I'm terrible at diagrams, so I gave GPT very generic descriptions of one of our project, to convert in to that mermaid style, then for Lucid I pasted it in there, and had a visualization of what I needed. Worked out nicely.

FailMore•28m ago
Yep I find them to be very useful for explaining a system.

They can do a lot of cool things! Mermaid gallery here: https://smalldocs.org/s/xZrc-lNW1kbXpoIuU3l_ky#k=-0ehGe2B-hR...

altmanaltman•22m ago
interesting how you don't discuss literally anything about the project actually posted and spam your thing. Not pointing you out, seen many other comments like this on HN but always felt a bit weird about them
neomantra•52m ago
This is cool to see from a research team. A few weeks ago I was exploring a similar idea with ntcharts, where a user or LLM can specify a chart in a Golang or JSON object...

and then that spec would be rendered either to a Bubble TUI via NTCharts or to HTML/SVG via ECharts. That Echarts HTML could be naturally served by a Golang http service.

But Flint goes much deeper with semantic layers and settings optimizations. Perhaps a NTChart, or whatever terminal chart, could be a rendering target? I'll add it to the list to explore...
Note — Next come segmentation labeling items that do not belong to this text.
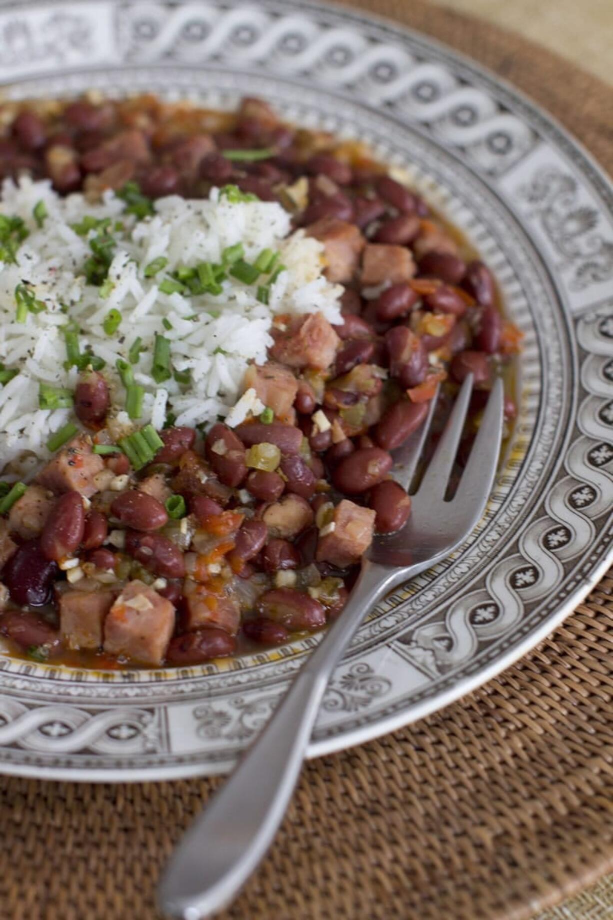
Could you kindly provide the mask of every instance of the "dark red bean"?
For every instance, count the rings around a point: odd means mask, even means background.
[[[285,483],[278,473],[255,469],[247,477],[244,488],[258,501],[277,501],[285,489]]]
[[[211,429],[212,431],[212,429]],[[302,443],[302,432],[293,425],[273,421],[265,425],[261,421],[244,422],[234,429],[245,447],[254,444],[276,444],[282,454],[298,454]]]
[[[84,371],[74,387],[74,414],[90,428],[99,428],[107,418],[108,384],[96,371]]]
[[[48,559],[59,562],[77,549],[85,524],[80,492],[64,492],[56,500],[40,535],[40,549]]]
[[[85,516],[81,546],[84,549],[97,549],[107,539],[108,534],[108,523],[106,517],[92,508]]]
[[[303,499],[310,499],[315,491],[315,475],[297,454],[284,457],[280,464],[281,473],[287,479],[287,490]]]
[[[159,530],[168,521],[168,512],[162,502],[137,489],[119,492],[111,502],[110,512],[126,527],[134,530]]]
[[[289,633],[284,626],[263,616],[247,620],[243,626],[243,632],[247,638],[258,645],[284,645],[289,641]]]
[[[183,553],[161,534],[126,531],[126,552],[160,578],[185,578]]]
[[[403,444],[409,435],[416,431],[428,413],[428,403],[412,403],[399,399],[383,414],[375,428],[375,438],[380,447],[393,451]]]
[[[160,447],[155,454],[155,463],[166,463],[171,466],[186,451],[191,450],[196,441],[194,429],[185,425],[178,428],[165,428],[159,434],[164,441],[164,447]]]
[[[427,252],[419,262],[420,275],[439,278],[447,284],[459,284],[465,271],[466,262],[449,252]]]
[[[372,238],[375,243],[408,246],[419,235],[419,229],[417,214],[400,214],[384,221]]]
[[[381,482],[392,469],[393,461],[380,447],[357,450],[335,467],[332,479],[339,491],[361,495]]]
[[[233,636],[223,629],[208,627],[206,629],[196,629],[171,638],[166,651],[166,663],[189,667],[210,661],[213,658],[228,658],[235,650],[236,639]]]
[[[267,619],[293,631],[317,629],[325,623],[325,612],[314,598],[293,588],[276,588],[262,594],[257,609]]]
[[[392,284],[380,293],[375,301],[377,319],[383,323],[391,323],[400,316],[406,316],[418,300],[419,294],[404,282]]]
[[[461,316],[466,313],[466,301],[446,284],[441,284],[432,293],[426,293],[424,300],[431,310],[438,313],[451,313],[454,316]]]
[[[496,286],[494,275],[482,262],[469,262],[466,266],[463,286],[481,306],[494,306]]]
[[[380,482],[370,492],[369,505],[377,512],[375,530],[392,534],[403,527],[411,513],[411,499],[393,479]]]
[[[269,540],[262,552],[262,565],[268,574],[298,569],[300,564],[300,553],[289,540]]]
[[[490,362],[482,351],[460,351],[455,355],[449,367],[451,376],[461,384],[469,374],[474,385],[485,384],[490,379]]]
[[[11,600],[20,607],[41,607],[51,597],[51,585],[59,574],[57,562],[48,559],[40,541],[28,540],[17,547],[2,572]]]
[[[51,623],[28,610],[6,610],[0,615],[0,634],[7,636],[22,649],[50,646],[50,651],[60,645],[60,633]]]
[[[495,354],[500,348],[500,338],[503,333],[503,317],[494,306],[486,306],[481,315],[479,332],[475,337],[475,345],[482,351]]]
[[[236,489],[247,475],[245,452],[238,435],[219,422],[209,431],[204,443],[207,460],[224,486]]]
[[[28,151],[40,150],[47,140],[44,122],[34,112],[19,112],[13,122],[13,133],[21,146]]]

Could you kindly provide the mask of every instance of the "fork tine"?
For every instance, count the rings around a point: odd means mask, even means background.
[[[433,499],[445,494],[449,475],[456,459],[458,444],[461,437],[466,420],[471,394],[472,392],[472,374],[469,374],[458,394],[451,414],[448,419],[443,435],[438,442],[432,460],[427,465],[424,478],[418,492],[426,492]]]

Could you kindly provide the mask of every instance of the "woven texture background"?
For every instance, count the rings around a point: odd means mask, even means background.
[[[356,5],[481,60],[613,167],[613,99],[597,80],[427,4]],[[612,613],[613,571],[481,690],[308,764],[271,853],[224,920],[526,920],[613,871]],[[0,779],[0,916],[153,920],[160,868],[218,782]],[[605,920],[607,891],[600,882],[539,920]]]

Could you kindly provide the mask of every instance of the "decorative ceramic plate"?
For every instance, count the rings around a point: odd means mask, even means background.
[[[312,755],[473,689],[569,614],[611,560],[613,188],[543,112],[429,39],[303,0],[0,7],[10,98],[153,90],[359,137],[460,226],[525,332],[520,411],[487,512],[368,615]],[[228,769],[318,638],[185,670],[106,673],[0,655],[0,769],[165,779]]]

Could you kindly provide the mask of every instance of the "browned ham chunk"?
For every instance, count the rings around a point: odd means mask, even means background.
[[[160,665],[175,628],[175,608],[142,581],[129,581],[110,608],[104,650],[141,664]]]
[[[96,477],[105,468],[102,457],[92,453],[92,441],[78,434],[40,470],[37,481],[52,492],[81,492],[89,499],[98,491]]]
[[[186,579],[183,592],[186,598],[184,623],[187,630],[217,627],[231,636],[236,635],[241,623],[241,608],[230,587],[213,593],[206,584]]]
[[[362,284],[374,287],[389,282],[408,282],[415,273],[413,256],[403,246],[369,243],[362,258]]]
[[[298,381],[287,367],[269,361],[262,365],[251,364],[244,374],[244,387],[253,387],[265,406],[269,407],[279,421],[291,418],[291,409],[298,393]]]
[[[272,536],[290,540],[312,523],[312,508],[300,495],[284,496],[280,501],[268,505],[262,520]]]
[[[306,227],[305,233],[324,244],[328,281],[341,284],[350,282],[364,248],[364,237],[355,224],[347,224],[336,217],[322,217]]]
[[[45,525],[55,498],[42,486],[28,486],[8,513],[8,529],[22,540],[38,536]]]
[[[313,313],[278,335],[270,353],[289,367],[325,371],[332,364],[340,339],[325,316]]]
[[[317,561],[344,569],[359,562],[372,542],[375,512],[344,499],[335,508],[334,530],[320,536]],[[330,525],[328,525],[330,526]]]
[[[60,595],[60,633],[69,649],[99,649],[104,621],[115,594],[110,591],[66,591]]]

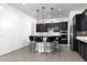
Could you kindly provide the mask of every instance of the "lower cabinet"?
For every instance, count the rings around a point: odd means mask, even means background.
[[[87,62],[87,43],[76,40],[78,43],[78,54]]]

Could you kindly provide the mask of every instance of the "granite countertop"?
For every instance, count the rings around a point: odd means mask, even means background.
[[[76,39],[87,43],[87,36],[77,36]]]

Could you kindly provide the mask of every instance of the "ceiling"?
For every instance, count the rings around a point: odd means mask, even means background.
[[[43,19],[42,7],[45,7],[45,19],[51,18],[51,8],[53,8],[53,18],[68,18],[69,12],[87,6],[87,3],[9,3],[9,6],[36,19],[36,10],[40,10],[39,17]]]

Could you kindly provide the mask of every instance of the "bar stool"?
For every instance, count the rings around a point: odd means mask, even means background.
[[[43,53],[43,36],[35,36],[36,51]]]
[[[55,37],[55,41],[57,42],[57,44],[55,44],[56,45],[56,48],[55,48],[55,51],[56,50],[62,50],[62,45],[61,45],[61,43],[62,43],[62,39],[61,39],[61,36],[56,36]],[[57,46],[58,45],[58,46]]]
[[[29,39],[30,39],[30,41],[31,41],[31,43],[30,43],[30,50],[31,50],[31,52],[34,52],[35,53],[35,42],[34,42],[34,36],[29,36]]]
[[[55,39],[55,36],[48,36],[47,40],[46,40],[46,42],[48,42],[51,44],[50,46],[46,46],[46,48],[51,47],[51,51],[53,53],[54,53],[54,43],[53,43],[54,39]]]

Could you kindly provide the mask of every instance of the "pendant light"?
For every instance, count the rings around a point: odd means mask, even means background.
[[[51,14],[52,14],[52,23],[53,23],[53,8],[51,8]]]
[[[44,7],[42,7],[42,10],[43,10],[43,24],[44,24]]]

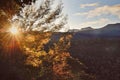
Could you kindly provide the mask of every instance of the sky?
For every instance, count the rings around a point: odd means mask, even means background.
[[[59,0],[58,0],[59,1]],[[120,0],[62,0],[70,29],[120,23]]]

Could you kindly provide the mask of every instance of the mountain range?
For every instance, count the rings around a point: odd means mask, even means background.
[[[80,29],[71,29],[68,32],[74,33],[74,38],[90,38],[90,37],[120,37],[120,23],[108,24],[100,29],[91,27]]]

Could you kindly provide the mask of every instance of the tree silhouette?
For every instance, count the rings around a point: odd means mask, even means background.
[[[23,31],[59,31],[66,24],[66,16],[62,14],[62,2],[56,8],[53,0],[44,0],[39,7],[37,3],[24,5],[19,14],[12,19]]]

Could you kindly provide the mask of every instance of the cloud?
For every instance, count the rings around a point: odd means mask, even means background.
[[[113,6],[105,5],[102,7],[97,7],[88,12],[76,13],[75,15],[87,16],[87,18],[93,18],[96,16],[102,16],[102,15],[108,15],[108,14],[111,14],[120,18],[120,4],[113,5]]]
[[[106,18],[101,18],[96,21],[88,21],[81,23],[79,25],[79,28],[85,28],[85,27],[92,27],[92,28],[101,28],[104,27],[105,25],[111,23],[112,21]]]
[[[98,6],[98,3],[91,3],[91,4],[81,4],[80,8],[85,8],[85,7],[94,7],[94,6]]]

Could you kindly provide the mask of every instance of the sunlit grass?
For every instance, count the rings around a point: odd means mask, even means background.
[[[13,35],[17,35],[19,33],[18,29],[16,27],[11,27],[9,29],[9,32]]]

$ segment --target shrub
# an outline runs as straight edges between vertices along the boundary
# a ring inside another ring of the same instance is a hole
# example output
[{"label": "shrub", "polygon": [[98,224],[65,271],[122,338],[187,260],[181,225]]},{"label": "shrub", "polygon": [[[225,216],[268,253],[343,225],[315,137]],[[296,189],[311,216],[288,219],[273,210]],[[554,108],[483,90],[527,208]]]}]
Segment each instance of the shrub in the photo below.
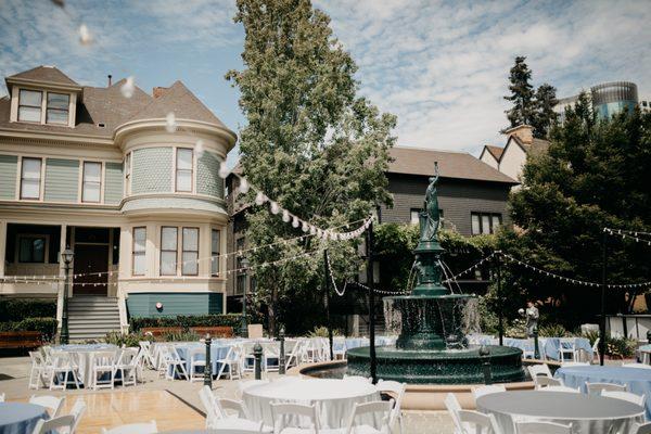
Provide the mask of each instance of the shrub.
[{"label": "shrub", "polygon": [[0,322],[2,332],[40,332],[43,341],[50,342],[56,334],[55,318],[25,318],[22,321]]},{"label": "shrub", "polygon": [[133,332],[140,331],[144,327],[180,327],[187,331],[191,327],[230,326],[238,330],[241,322],[242,316],[239,314],[179,315],[178,317],[143,317],[129,320]]},{"label": "shrub", "polygon": [[0,321],[22,321],[25,318],[56,318],[56,301],[0,298]]}]

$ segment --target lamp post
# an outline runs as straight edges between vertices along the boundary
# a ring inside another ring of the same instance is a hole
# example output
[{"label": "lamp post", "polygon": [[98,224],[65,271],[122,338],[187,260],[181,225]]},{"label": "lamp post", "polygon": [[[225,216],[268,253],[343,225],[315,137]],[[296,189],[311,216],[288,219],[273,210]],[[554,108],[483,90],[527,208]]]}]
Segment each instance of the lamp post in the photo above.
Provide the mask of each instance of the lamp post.
[{"label": "lamp post", "polygon": [[248,259],[245,257],[240,260],[240,266],[244,270],[244,288],[242,293],[242,327],[240,334],[242,337],[248,337],[248,323],[246,321],[246,272],[248,270]]},{"label": "lamp post", "polygon": [[63,264],[65,266],[65,285],[63,289],[63,314],[61,315],[61,336],[59,341],[63,345],[67,344],[71,337],[68,333],[67,320],[67,294],[71,289],[71,267],[74,257],[75,253],[69,248],[61,252],[61,259],[63,259]]}]

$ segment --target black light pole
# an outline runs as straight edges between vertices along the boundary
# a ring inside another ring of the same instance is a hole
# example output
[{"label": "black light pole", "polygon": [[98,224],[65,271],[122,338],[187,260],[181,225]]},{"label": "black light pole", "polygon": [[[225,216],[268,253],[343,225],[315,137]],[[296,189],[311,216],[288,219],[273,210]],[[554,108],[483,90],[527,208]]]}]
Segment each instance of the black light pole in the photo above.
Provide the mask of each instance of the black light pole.
[{"label": "black light pole", "polygon": [[240,334],[242,335],[242,337],[248,337],[248,322],[246,320],[246,286],[248,283],[246,279],[246,272],[248,271],[248,259],[243,257],[242,260],[240,260],[240,266],[244,270],[244,289],[242,293],[242,324]]},{"label": "black light pole", "polygon": [[71,268],[73,264],[73,258],[75,257],[75,253],[66,248],[61,252],[61,258],[63,259],[63,264],[65,266],[65,284],[63,289],[63,309],[61,314],[61,336],[59,339],[62,345],[66,345],[69,342],[71,335],[68,332],[68,318],[67,318],[67,295],[71,290]]},{"label": "black light pole", "polygon": [[332,320],[330,318],[330,282],[328,281],[328,248],[323,251],[323,303],[326,304],[326,319],[328,322],[328,346],[330,347],[330,360],[334,360],[334,352],[332,349]]},{"label": "black light pole", "polygon": [[497,264],[497,302],[498,302],[498,326],[497,331],[499,333],[499,345],[502,346],[505,344],[505,304],[502,299],[501,293],[501,260],[499,257],[499,253],[495,255],[495,261]]},{"label": "black light pole", "polygon": [[375,357],[375,291],[373,282],[373,221],[367,230],[367,284],[369,286],[369,356],[371,358],[371,379],[378,382],[378,359]]},{"label": "black light pole", "polygon": [[599,330],[599,365],[605,358],[605,280],[607,280],[607,245],[605,232],[601,234],[601,324]]}]

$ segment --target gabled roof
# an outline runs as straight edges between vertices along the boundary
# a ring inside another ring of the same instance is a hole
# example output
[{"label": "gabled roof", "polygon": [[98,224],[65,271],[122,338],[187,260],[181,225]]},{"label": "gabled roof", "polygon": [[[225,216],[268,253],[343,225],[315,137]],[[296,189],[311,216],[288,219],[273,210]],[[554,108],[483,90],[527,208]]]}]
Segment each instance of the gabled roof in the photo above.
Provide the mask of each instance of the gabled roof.
[{"label": "gabled roof", "polygon": [[18,74],[11,75],[7,79],[17,78],[22,80],[39,81],[39,82],[51,82],[56,85],[72,85],[79,86],[67,75],[63,74],[55,66],[37,66],[29,71],[24,71]]},{"label": "gabled roof", "polygon": [[163,92],[163,95],[153,98],[148,106],[129,120],[165,118],[169,113],[174,113],[177,119],[201,120],[225,127],[224,123],[181,81],[175,81]]},{"label": "gabled roof", "polygon": [[434,162],[437,162],[438,170],[444,178],[518,183],[467,152],[396,146],[391,149],[390,154],[394,158],[388,166],[390,174],[432,176]]}]

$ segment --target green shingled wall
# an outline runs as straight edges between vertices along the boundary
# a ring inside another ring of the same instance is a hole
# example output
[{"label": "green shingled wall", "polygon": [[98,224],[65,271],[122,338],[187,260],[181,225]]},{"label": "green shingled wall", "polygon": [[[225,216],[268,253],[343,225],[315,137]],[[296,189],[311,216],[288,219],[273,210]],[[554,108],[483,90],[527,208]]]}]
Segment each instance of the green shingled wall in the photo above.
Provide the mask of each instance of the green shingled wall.
[{"label": "green shingled wall", "polygon": [[78,159],[46,159],[46,201],[77,202],[78,188]]},{"label": "green shingled wall", "polygon": [[[163,304],[163,309],[156,309],[156,303]],[[214,292],[203,293],[169,293],[146,292],[131,293],[127,298],[129,317],[175,317],[177,315],[221,314],[224,294]]]},{"label": "green shingled wall", "polygon": [[123,197],[122,163],[106,163],[106,182],[104,186],[104,203],[115,205]]},{"label": "green shingled wall", "polygon": [[212,152],[204,152],[196,162],[196,192],[224,199],[224,179],[219,177],[220,159]]},{"label": "green shingled wall", "polygon": [[171,148],[133,151],[131,193],[171,191]]},{"label": "green shingled wall", "polygon": [[18,157],[0,155],[0,200],[13,200],[16,196],[16,170]]}]

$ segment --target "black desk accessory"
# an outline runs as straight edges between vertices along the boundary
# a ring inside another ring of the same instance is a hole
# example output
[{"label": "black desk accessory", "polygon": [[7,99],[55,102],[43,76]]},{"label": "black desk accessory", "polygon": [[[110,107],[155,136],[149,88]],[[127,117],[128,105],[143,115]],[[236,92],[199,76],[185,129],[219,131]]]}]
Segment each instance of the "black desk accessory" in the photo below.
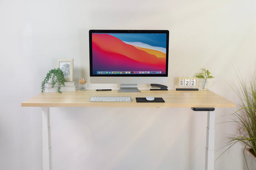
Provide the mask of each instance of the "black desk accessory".
[{"label": "black desk accessory", "polygon": [[168,90],[168,87],[159,84],[151,84],[150,85],[152,87],[160,87],[160,89],[150,89],[150,90]]},{"label": "black desk accessory", "polygon": [[198,91],[196,88],[176,88],[177,91]]},{"label": "black desk accessory", "polygon": [[165,102],[162,97],[155,97],[155,100],[152,101],[147,101],[146,97],[136,97],[137,102]]}]

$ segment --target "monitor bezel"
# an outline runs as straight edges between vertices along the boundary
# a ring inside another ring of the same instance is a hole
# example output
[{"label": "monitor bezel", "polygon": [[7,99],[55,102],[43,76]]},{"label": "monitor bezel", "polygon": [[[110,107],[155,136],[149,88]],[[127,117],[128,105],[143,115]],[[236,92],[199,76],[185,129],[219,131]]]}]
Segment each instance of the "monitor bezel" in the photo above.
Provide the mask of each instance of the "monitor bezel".
[{"label": "monitor bezel", "polygon": [[[92,33],[159,33],[166,34],[166,58],[165,74],[93,74],[92,68]],[[91,77],[168,77],[169,62],[169,32],[168,30],[114,30],[91,29],[89,30],[90,76]]]}]

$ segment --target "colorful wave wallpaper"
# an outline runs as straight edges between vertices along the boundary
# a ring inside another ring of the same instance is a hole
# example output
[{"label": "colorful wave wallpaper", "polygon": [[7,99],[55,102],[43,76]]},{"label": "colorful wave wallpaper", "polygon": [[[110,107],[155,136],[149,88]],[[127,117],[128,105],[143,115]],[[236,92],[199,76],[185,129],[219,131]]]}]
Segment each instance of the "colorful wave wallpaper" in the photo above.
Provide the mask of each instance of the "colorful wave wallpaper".
[{"label": "colorful wave wallpaper", "polygon": [[92,34],[92,64],[97,71],[159,71],[165,74],[165,34]]}]

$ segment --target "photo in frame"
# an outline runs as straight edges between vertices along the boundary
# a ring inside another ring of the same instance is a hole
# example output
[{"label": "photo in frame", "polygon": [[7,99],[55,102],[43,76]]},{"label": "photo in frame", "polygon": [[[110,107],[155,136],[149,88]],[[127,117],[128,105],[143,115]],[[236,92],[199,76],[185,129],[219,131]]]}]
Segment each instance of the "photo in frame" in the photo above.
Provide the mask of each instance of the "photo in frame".
[{"label": "photo in frame", "polygon": [[73,59],[57,59],[56,67],[63,71],[67,81],[73,81]]}]

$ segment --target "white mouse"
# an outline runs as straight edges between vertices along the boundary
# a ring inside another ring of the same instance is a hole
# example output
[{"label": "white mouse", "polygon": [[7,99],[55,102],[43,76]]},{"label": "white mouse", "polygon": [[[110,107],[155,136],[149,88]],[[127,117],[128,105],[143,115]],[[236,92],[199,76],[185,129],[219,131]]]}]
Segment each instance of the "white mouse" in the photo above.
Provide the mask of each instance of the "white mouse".
[{"label": "white mouse", "polygon": [[155,97],[151,96],[147,96],[146,97],[146,100],[147,101],[153,101],[155,100]]}]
https://github.com/NimbleMarkets/ntcharts/blob/spec/spec/REA...

chenglong-hn•34m ago
This is fun! We started thinking it would just be an engineering task in the beginning, but doing a solid intermediate language turned out to be a research project (the paper will be out soon).

Also, I find NTChart very fun, maybe we should add NT chart to the list of compilation backend for Flint so it works in the library. Putting a reminder here: https://github.com/microsoft/flint-chart/issues/45

santiagobasulto•42m ago
Forget AI agents, this DSL is better even for humans. Cool project!
chenglong-hn•24m ago
For AI agents and Humans :)
kveykva•39m ago
Is there a specific explanation about how this is better or different than vega itself? https://vega.github.io/vega/docs/specification/

My understanding is that Vega was already an expressive DSL for visualizations and its probably already well spread through LLM training data.

chenglong-hn•31m ago
Vega was a high-level language in the past for human, but now they can be a bit too low-level for AI agents! AI agents have to write a lot of low-level params just to make charts looking good, and the result is that programs are hard to write reliably for AI agents.

Flint is a higher-level abstraction, with simpler much shorter spec, and the compiler derives low-level decisions so that charts are looking good.

So: flint lets agent write short program that achieving good looking charts that had to be done with lengthy program in the past.

dvt•35m ago
This is pretty crazy, literally built something almost exactly like this for a project I'm working on (a local-first AI agent that does work on folders while you sleep). Basically going from JSON "Lego blocks" to full reports (including charting, though a subset of what Flint offers). And with post-generation validation and retry steps.

Functions extremely well and the result is a very clear (and consitent) human-readable "output layer." Cool idea, fun to see people converging on similar concepts in the space.

chenglong-hn•30m ago
That's awesome!

I find that besides training better models, designing new language for agents is also a super viable paths to improve their performance!

nrub•10m ago
> simple chart specs can be reliable, but generated charts are often of low quality due to reliance on system defaults; - complex chart specs with explicit details can produce good-looking charts, but they are verbose and agents can struggle with reliability

N of only a few of us working on an analytics agent, I don't think we've been finding this to be the case. We've been impressed with just how good LLMs (even smaller open weight models) are at using Python and R for visualization. Often any shortcomings go away if we iterate a bit to about ambiguity. Are there any threads of research that could better support this claim or highlight where issues might be?